BINROH ETIKA KREATIF DAN KEPEKAAN SOSIAL

Apa yang istimewa sehingga Media Hindu pada edisi ini menuliskan laporan  tentang pembinaan rohani di beberapa perusahaan? Tidak ada yang istimewa. Tetapi justru karena itu kami merasa perlu mengangkatnya, karena secara diam-diam, tanpa banyak gembar-gembor lembaga non formal ini telah melakukan tugasnya secara konsisten. 

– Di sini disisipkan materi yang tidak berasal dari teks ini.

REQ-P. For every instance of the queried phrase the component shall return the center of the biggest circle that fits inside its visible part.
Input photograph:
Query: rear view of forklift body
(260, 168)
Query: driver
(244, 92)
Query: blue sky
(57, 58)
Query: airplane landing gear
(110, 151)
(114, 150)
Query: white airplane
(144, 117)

Dengan berbagai nama, organisasi non-struktural, yang terdapat di berbagai lembaga, baik di pemerintahan, militer, maupun badan usaha milik negara, memberi pelayanan keagamaan kepada para anggotanya. Misalnya dengan mengadakan diskusi agama Hindu secara bulanan, dengan mengundang nara sumber dari luar; mengadakan dharma santi Nyepi dan Galungan; membagikan  buku-buku dan majalah Hindu; mengadakan bhakti sosial, memberi bantuan pendidikan kepada para siswa dan juga bantuan untuk para pinandita, seperti yang dilakukan oleh Binroh PT. Indosat. Pada umumnya kegiatan ini didanai oleh perusahaan. 

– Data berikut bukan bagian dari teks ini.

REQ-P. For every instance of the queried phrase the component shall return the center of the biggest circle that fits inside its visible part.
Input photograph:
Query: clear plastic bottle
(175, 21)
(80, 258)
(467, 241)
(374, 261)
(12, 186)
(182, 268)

Karena masalah ruangan, kali ini, kami hanya mengangkat kegiatan empat lembaga pembinaan rohani, yaitu Bapekhin BI, Mandiri Club Bank Mandiri, Binroh PT. Telkom dan Binroh PT. Indosat. Binroh-binroh di tempat lain misalnya: Pertamina, PLN, dan Telkomsel tidak kalah kegiatannya. Telkomsel sama seperti PT. Telkom setiap tahun mengirim karyawannya yang beragama Hindu untuk melakukan tirtayatra ke India. Hal ini sejalan dengan bantun naik haji untuk karyawan Muslim dan ziarah ke Yerusalem bagi karyawan Kristiani. Alangkah baiknya  bila BUMN yang lain dapat mengikuti langkah ini. 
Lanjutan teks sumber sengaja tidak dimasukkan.